7:45 p.m. — Dinner at Michael’s Tasting Room
Enjoy dinner in yet another historic building, one that was built in 1764 and converted into the restaurant it is today in 2006. The menu at Michael’s Tasting Room combines Spanish and Puerto Rican-inspired cuisine, resulting in thoughtful, seasonal dishes. You can order from the seasonal menu, which during our visit featured everything from tuna cruda and grilled oysters to braised beef short ribs and sea scallops. If you would like to let the chef take the reins, make a reservation for a date night menu that includes an amuse bouche and sparkling wine, a seasonal salad, entree with wine pairing and dessert.
9:30 p.m. — Nightcap at The Well
After dinner, it is time for a drink to toast a stellar visit to St. Augustine! There are plenty of bars in the city’s downtown district, but if you are looking for something more low-key, grab a drink from The Well and take a seat around one of the inn’s fireplaces. Reminisce on the past 30 hours and celebrate the fact that you still have a few hours left in this wonderful, historic city.
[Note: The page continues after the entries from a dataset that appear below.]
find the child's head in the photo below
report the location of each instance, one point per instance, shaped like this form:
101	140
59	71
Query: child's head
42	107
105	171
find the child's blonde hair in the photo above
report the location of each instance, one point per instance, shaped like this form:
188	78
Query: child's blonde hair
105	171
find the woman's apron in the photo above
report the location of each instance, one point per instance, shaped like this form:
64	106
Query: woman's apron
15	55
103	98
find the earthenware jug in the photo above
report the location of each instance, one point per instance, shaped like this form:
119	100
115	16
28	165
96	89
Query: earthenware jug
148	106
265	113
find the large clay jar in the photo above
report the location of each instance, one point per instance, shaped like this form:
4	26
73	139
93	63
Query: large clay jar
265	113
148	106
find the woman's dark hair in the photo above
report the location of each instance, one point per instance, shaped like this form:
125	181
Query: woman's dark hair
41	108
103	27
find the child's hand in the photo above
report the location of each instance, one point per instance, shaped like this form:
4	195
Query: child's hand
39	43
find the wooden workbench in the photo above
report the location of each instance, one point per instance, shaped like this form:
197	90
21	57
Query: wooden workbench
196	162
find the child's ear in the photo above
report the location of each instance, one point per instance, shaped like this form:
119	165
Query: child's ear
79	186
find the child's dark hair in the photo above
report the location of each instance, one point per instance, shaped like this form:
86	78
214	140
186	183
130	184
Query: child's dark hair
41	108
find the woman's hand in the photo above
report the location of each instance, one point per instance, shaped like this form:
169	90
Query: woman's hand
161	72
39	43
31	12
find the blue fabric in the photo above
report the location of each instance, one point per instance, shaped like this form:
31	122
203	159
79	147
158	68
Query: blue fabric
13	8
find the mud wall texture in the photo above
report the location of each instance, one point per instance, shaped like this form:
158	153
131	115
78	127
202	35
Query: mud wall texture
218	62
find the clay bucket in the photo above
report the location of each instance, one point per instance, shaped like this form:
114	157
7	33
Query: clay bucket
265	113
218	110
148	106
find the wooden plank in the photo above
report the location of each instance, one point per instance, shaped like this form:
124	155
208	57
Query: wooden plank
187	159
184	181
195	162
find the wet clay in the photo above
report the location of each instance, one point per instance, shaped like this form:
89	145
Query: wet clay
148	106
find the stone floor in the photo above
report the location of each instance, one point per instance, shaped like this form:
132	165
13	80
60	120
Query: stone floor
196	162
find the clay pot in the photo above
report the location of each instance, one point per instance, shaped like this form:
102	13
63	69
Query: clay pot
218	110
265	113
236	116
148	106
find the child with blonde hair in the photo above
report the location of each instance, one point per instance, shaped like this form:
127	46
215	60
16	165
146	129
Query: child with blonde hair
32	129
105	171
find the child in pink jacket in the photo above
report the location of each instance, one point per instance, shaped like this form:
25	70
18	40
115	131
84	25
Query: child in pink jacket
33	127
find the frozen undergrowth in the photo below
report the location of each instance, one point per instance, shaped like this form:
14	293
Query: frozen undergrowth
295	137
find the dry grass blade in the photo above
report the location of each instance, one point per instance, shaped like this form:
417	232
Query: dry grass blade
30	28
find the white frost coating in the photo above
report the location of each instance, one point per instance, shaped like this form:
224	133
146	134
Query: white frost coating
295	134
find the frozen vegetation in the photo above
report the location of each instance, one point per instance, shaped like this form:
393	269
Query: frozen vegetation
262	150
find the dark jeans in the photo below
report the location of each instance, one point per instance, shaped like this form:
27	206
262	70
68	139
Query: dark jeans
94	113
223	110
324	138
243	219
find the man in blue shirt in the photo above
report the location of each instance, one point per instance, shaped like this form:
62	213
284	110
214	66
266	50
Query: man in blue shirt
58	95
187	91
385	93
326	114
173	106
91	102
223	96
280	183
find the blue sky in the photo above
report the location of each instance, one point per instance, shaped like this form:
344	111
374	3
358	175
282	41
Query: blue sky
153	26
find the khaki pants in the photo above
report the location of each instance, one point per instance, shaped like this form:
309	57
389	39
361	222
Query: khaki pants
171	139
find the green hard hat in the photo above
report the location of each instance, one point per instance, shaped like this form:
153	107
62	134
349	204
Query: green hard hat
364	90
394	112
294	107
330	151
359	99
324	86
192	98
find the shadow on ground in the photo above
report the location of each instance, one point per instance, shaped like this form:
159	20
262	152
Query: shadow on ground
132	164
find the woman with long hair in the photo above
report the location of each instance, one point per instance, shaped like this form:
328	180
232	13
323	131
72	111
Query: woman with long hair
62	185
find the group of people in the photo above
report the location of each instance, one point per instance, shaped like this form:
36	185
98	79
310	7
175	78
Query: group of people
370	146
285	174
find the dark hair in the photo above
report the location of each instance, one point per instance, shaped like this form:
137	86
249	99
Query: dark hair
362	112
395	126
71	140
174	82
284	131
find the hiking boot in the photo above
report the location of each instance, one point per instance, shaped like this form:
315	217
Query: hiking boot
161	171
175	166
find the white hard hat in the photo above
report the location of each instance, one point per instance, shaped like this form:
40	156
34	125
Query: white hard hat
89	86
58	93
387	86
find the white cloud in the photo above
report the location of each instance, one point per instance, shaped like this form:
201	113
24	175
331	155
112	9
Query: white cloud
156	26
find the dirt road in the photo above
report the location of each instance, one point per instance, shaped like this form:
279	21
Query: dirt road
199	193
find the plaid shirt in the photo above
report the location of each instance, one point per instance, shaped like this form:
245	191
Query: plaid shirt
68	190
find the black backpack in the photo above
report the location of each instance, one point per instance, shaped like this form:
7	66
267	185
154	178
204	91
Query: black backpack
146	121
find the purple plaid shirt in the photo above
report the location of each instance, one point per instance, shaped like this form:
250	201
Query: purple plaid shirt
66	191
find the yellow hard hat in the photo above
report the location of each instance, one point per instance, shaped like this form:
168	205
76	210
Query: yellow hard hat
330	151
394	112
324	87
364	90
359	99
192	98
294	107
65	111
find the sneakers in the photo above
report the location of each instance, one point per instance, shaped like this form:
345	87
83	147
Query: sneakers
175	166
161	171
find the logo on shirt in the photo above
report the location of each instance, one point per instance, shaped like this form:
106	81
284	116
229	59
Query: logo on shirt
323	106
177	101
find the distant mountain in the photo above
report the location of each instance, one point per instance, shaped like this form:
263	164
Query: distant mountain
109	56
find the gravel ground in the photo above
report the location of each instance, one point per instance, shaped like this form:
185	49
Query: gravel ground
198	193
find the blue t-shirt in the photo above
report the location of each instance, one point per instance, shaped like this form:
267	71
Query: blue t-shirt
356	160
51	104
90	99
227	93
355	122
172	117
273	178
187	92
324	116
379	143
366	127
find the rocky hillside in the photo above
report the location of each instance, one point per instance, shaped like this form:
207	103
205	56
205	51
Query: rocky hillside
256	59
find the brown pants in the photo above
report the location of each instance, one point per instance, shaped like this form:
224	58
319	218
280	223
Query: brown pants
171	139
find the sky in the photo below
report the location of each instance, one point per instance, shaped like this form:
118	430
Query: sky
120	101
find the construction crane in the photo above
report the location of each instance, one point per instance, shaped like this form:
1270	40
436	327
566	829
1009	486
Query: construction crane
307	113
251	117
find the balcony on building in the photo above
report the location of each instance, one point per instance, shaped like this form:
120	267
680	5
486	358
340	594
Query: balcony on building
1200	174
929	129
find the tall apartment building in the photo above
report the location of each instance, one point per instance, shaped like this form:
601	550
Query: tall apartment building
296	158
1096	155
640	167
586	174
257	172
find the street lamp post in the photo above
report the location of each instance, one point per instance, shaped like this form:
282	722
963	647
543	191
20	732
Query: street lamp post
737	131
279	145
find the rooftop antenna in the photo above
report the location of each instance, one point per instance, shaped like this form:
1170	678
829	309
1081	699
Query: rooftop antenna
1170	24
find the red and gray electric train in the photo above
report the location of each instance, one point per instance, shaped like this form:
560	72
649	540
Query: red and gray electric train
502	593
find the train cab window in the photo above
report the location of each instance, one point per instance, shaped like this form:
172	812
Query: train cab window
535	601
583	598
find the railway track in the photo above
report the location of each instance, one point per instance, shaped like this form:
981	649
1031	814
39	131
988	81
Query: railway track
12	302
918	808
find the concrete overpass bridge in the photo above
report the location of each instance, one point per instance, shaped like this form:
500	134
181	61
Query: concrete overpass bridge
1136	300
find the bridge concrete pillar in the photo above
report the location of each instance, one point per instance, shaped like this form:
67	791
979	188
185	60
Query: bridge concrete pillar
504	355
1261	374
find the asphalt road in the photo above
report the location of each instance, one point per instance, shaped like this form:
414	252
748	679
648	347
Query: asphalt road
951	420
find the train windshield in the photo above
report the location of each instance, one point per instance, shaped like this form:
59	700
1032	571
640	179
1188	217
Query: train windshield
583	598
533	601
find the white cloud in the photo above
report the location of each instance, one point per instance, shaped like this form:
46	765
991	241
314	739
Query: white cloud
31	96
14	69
10 a.m. — Brunch at Preserved
Set in historic Lincolnville, Preserved serves a weekend brunch that is centered around locally sourced ingredients. Leading with roasted oysters is the best way to start any brunch. After oysters, the shrimp and grits, banana nut French toast and duck and potato hash are all worthy entrées. Go ahead and indulge! It is your last meal in St. Augustine, after all.
11 a.m. — St. Augustine Eco Tours
A trip to the coast is not complete without getting on a boat. A two-hour trip with Eco Tours will get you on the water and give you a glimpse at the ocean’s ecosystems. Your knowledgeable guide will help you identify the creatures in and around the water, including oysters, birds, plants and dolphins. This tour will leave you with the last piece of a well-rounded understanding of St. Augustine — from the history to the food to the water.